In a post-liberal critique of the mainline establishment, Oden identifies the failures of contemporary theological education and its accompanying ideology, maps out the ultra-liberalization of church bureaucracies and special interest politics, and calls for a return to classical Christian theological roots and categories.
Thomas C. Oden was Henry Anson Buttz Professor of Theology and Ethics at Drew University in New Jersey from 1980 until his retirement in 2004. He remained faculty emeritus until his death. He was the general editor of the Ancient Christian Commentary on Scripture and the Ancient Christian Doctrine series as well as the author of Classic Christianity, a revision of his three-volume systematic theology.
Having survived the "liberated" seminary, you would think I would resonate with the invective Oden writes here. And I do. The "suicide" of liberal Christianity (to quote another work) is real and seen in seminaries like the one I attended and apparently Drew, where Oden used (?) to teach. But after a hundred pages of name calling the book gets old. I prefer arguments to name calling, and this book unfortunately really doesn't rise above that level.
This isn’t so much Oden’s official memoir or autobiography. Rather, it is the beginning of autobiography, for it seems this story must be told more than once. He is documented his leaving of the liberal (or as he calls it, “liberated”) mindset. This leads him to ask the question if the mainline seminaries can be reformed.
His narrative is structured around three feasts: Sophia, a Mass, and a charismatic eucharist. In the first one a feminist polytheist came to Drew Seminary and preached a message on Divine Sophia. Oden knew he would have been communing with demons had he attended Eucharist afterwards, so he left. The second one was a Roman Catholic Mass that he chose not to participate in. The last one was when he accidentally found himself in a Chinese Holiness church in New York.

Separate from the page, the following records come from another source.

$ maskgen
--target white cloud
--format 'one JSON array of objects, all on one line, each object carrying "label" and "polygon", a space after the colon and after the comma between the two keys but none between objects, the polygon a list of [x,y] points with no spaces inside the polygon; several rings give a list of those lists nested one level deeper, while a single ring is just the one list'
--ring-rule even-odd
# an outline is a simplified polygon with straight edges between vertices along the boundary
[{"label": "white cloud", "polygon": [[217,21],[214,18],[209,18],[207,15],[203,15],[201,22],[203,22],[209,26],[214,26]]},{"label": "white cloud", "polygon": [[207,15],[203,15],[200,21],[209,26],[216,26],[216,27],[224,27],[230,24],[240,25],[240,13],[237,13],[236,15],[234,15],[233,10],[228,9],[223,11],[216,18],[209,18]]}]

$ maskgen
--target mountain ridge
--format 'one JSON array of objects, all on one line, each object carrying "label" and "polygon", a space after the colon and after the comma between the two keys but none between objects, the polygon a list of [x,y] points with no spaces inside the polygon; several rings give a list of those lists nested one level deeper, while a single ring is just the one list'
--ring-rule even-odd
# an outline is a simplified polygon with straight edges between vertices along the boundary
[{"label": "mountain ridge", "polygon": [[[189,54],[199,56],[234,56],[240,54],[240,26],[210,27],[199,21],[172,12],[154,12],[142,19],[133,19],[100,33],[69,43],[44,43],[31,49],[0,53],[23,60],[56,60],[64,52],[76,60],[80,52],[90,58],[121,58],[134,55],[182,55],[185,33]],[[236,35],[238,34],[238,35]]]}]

Oden writes this as he is leaving liberalism (or those whom he facetiously calls “liberated”). It reads like a memo from the battle lines. It’s depressing but he is moving in the right direction. He has a good discussion of modernity, postmodernity, and how the classical/patristic position can address these problems.
Those whom we call “postmoderns” are simply hyper or ultramoderns. They haven’t challenged the key assumptions (Note: whenever someone calls himself postmodern, ask him to deconstruct human rights and democracy). Therefore, in Oden’s case postmodern simply means “after” modernity.